O lo que es lo mismo, un cine basado en el propio cine y un cine que encuentra en la realidad circundante su razón de ser.
La cinematografía asiática, frente al más adocenado cine occidental, sigue proporcionándonos gratas sorpresas. Y no es que hayamos manipulado los datos para llegar a tal conclusión: que hayamos visto la mediocre The woods y la espléndida Suicide club en un mismo fin de semana solo es fruto de la más pura casualidad.
The woods, inédita en los cines pero estrenada en formato doméstico con el título de El bosque maldito, es la segunda película de Lucky McKee, que debutara con la interesantísima May.
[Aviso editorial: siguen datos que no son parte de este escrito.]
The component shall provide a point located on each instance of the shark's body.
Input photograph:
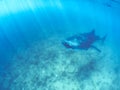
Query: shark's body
(83, 41)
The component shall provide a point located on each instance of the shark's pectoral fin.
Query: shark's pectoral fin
(96, 48)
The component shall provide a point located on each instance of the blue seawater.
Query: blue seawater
(33, 58)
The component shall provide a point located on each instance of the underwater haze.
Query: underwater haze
(32, 56)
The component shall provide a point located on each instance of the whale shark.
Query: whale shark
(83, 41)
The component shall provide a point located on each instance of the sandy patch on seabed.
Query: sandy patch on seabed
(48, 65)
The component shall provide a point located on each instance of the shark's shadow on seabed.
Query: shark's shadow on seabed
(83, 41)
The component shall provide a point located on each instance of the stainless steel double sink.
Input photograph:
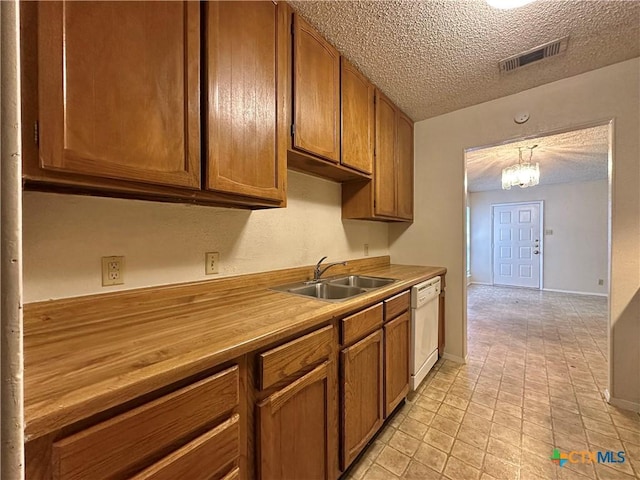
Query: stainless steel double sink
(336, 289)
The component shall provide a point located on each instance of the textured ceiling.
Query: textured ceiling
(436, 56)
(577, 156)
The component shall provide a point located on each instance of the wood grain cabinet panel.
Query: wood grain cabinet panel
(119, 90)
(294, 426)
(208, 457)
(358, 118)
(316, 93)
(286, 360)
(404, 180)
(362, 394)
(119, 446)
(397, 337)
(396, 305)
(389, 196)
(356, 326)
(246, 62)
(385, 173)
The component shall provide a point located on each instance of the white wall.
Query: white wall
(65, 236)
(574, 255)
(437, 235)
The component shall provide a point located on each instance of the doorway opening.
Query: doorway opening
(517, 244)
(574, 248)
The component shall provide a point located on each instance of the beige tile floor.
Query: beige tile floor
(533, 382)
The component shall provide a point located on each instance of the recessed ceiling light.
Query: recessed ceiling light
(507, 4)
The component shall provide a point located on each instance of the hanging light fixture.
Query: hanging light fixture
(522, 174)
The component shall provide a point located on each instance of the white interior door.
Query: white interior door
(517, 252)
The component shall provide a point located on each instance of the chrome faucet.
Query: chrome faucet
(317, 272)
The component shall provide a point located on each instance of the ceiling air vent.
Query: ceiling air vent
(547, 50)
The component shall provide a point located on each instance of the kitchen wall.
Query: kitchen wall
(437, 235)
(65, 236)
(574, 255)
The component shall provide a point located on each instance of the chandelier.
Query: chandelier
(522, 174)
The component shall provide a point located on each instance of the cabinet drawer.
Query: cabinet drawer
(129, 441)
(358, 325)
(209, 456)
(394, 306)
(285, 360)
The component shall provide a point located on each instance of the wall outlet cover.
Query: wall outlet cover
(211, 262)
(112, 271)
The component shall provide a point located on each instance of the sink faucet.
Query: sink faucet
(317, 272)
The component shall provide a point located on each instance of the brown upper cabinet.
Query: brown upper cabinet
(244, 84)
(404, 180)
(358, 119)
(119, 90)
(316, 93)
(315, 102)
(117, 100)
(389, 196)
(386, 173)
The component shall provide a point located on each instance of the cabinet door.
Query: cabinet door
(358, 119)
(397, 336)
(385, 174)
(316, 93)
(362, 394)
(119, 90)
(246, 151)
(294, 429)
(404, 152)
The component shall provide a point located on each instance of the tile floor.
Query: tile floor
(533, 382)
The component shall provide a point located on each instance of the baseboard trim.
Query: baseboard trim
(454, 358)
(620, 403)
(575, 293)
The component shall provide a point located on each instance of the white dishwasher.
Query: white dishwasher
(424, 329)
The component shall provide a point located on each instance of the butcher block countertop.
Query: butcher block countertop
(87, 354)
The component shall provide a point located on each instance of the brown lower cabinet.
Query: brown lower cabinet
(160, 439)
(397, 335)
(284, 412)
(362, 394)
(294, 425)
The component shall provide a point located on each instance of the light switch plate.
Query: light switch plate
(211, 261)
(112, 271)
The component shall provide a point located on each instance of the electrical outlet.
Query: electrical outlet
(112, 271)
(211, 261)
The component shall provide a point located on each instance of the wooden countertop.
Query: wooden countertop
(87, 354)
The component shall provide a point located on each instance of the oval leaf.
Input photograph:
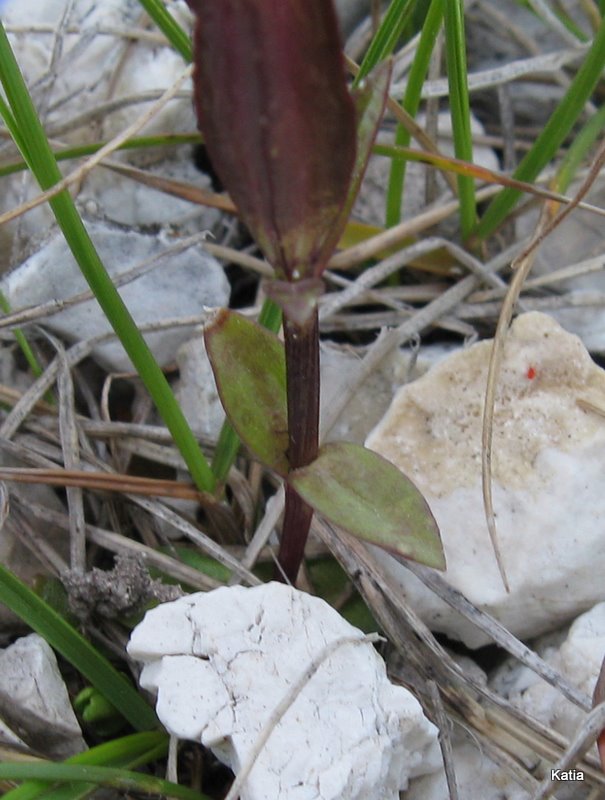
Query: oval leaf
(250, 371)
(369, 497)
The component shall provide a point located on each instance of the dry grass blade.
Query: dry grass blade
(184, 191)
(77, 175)
(398, 233)
(521, 266)
(103, 482)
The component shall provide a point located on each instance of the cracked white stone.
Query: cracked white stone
(221, 662)
(548, 463)
(181, 285)
(34, 702)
En esta ocasión se nos cuenta la historia de una joven pirómana (Agnes Bruckner, vista en la todavía peor La marca del lobo; qué carrerón el de esta chica) que es internada por sus padres en un colegio privado; allí se enfrentará a una alumna veterana (Rachel Nichols, célebre por la quinta temporada de Alias) y a la férrea directora del centro (Patricia Clarkson, estupenda en Buenas noches, y buena suerte).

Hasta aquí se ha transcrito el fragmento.